Over time, he’d become better at controlling that hunger. The fact that he was a DarkRiver sentinel spoke to that control. But it was inside of him, a pulsing need. He knew that Tally was his greatest vulnerability, the trigger that could push him over the edge. What he felt for her—protectiveness, rage, affection—it was all tangled up in a caustic stew. Each time she flinched, he came one step closer to going rogue. But today she had leaned into him and that had had an even more unpredictable effect.
Extreme, blinding,
violent
sexual attraction.
He’d been drawn to her as a man is drawn to a woman from the instant she’d walked back into his life, but with her small act of trust, that attraction had ratcheted up into a craving that scratched at his gut, made his cock hard with the need to claim, to brand. But he knew Tally. She had been sexually betrayed by the very people supposed to protect her. For her, trust and sex were incompatible. If he pushed her in that direction, it might equal
her
last straw.
Then there were the other men. So many she couldn’t remember their names.

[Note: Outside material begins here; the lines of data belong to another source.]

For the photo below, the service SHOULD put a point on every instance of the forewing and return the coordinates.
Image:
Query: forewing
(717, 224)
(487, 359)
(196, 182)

He roared again, the sound vicious.
Why? Why had Tally sold herself so cheap?
Lost in the
coils of sleep, Talin frowned, turned, then settled back down. A few minutes later, she did it again. And again.
Fear twisted the sleeping peacefulness of her face, shuddered over her body, locked around her throat. Gasping for air, she sat straight up. She didn’t scream. She never screamed. Never had. Not even as a child.
For five long minutes, she sat there, adrenaline pumping, as she examined every corner of her well-lit room. Only when she was satisfied that no one had opened the trapdoor, that no one had entered while she’d been sleeping, did she get out of bed and pull on a cardigan over her sweatpants and tank top combo.
Walking into the bathroom off the room, she threw some water on her face, then tucked her hair behind her ears before walking back out. The bedside clock told her it was four a.m.
The hour of nightmares. The time of night a terrified child’s bedroom door had creaked open for so many years.